Have you noticed how much we throw around the word “power”? You can munch on a power bar while driving your car with power steering and listening to Huey Lewis’ “Power of Love.”

But in science, actual power has three specific variables. It refers to how much you can move (productivity), how far you can move it (longevity), and how fast you can move it (efficiency). I find these variables apply in each and every business.

Do you plan to get a lot accomplished in your company? Do you want to go the distance? Do you hope to fulfill your goals in an efficient amount of time? Then you’re going to need some power.

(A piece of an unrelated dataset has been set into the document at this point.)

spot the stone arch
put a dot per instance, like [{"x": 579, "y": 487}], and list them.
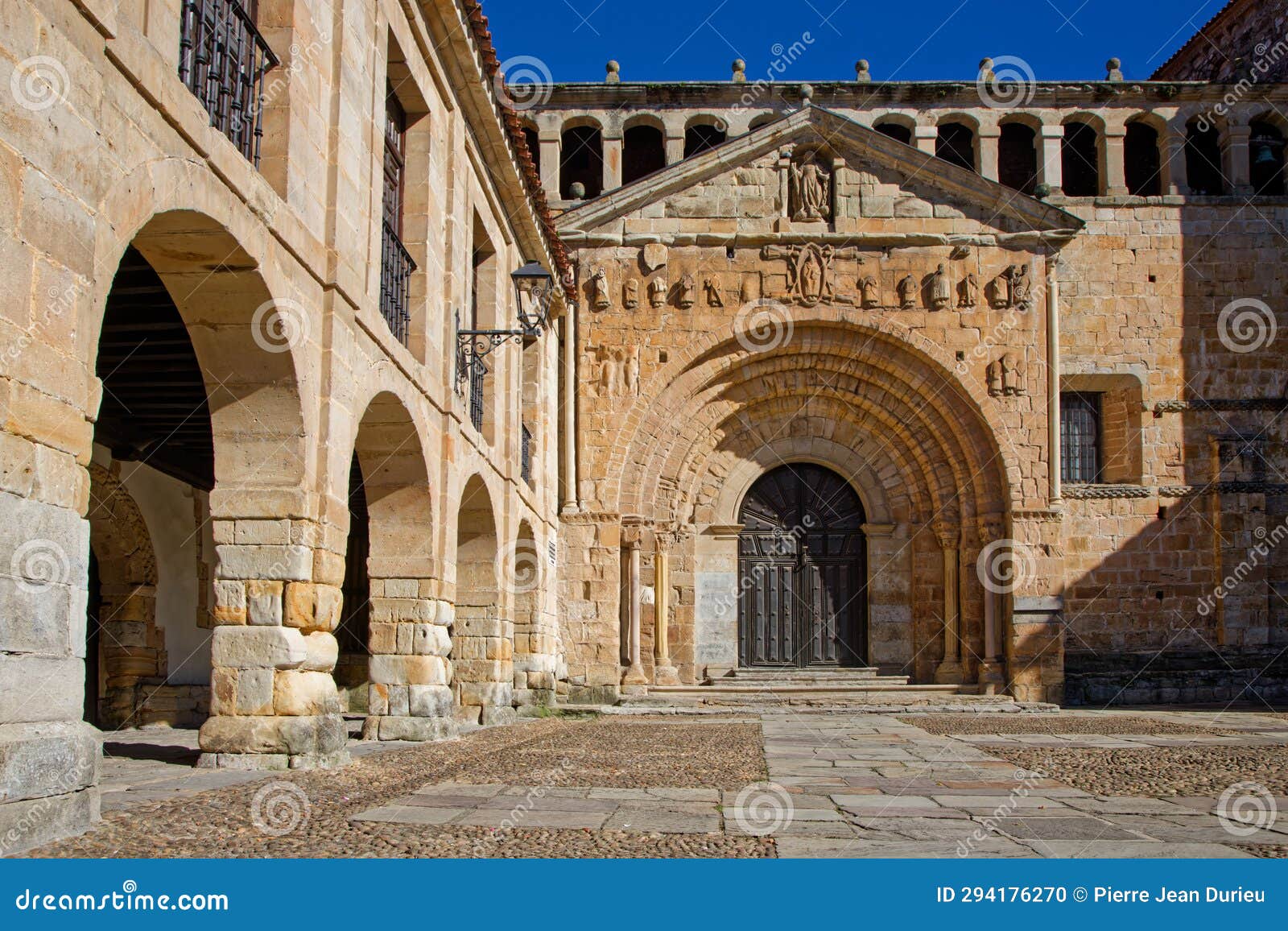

In centuries past, people relied on workhorses to produce the power necessary for farming, sailing, mining, and so on. With the industrial revolution, we discovered other means of generating power—the steam engine. Yet to this day, “horsepower” is still used to determine how much power output a car can produce—how much, how far, and how fast.

Unfortunately, I see many businesses who experience a breakdown in their productivity, longevity, or efficiency. They are limiting their horsepower. For some, there is an outstanding problem that needs addressing. For others, they’ve merely maxed out their resources and staffing, and need outside help to accomplish certain goals. In the last several blog posts, I’ve been looking at a number of these different scenarios.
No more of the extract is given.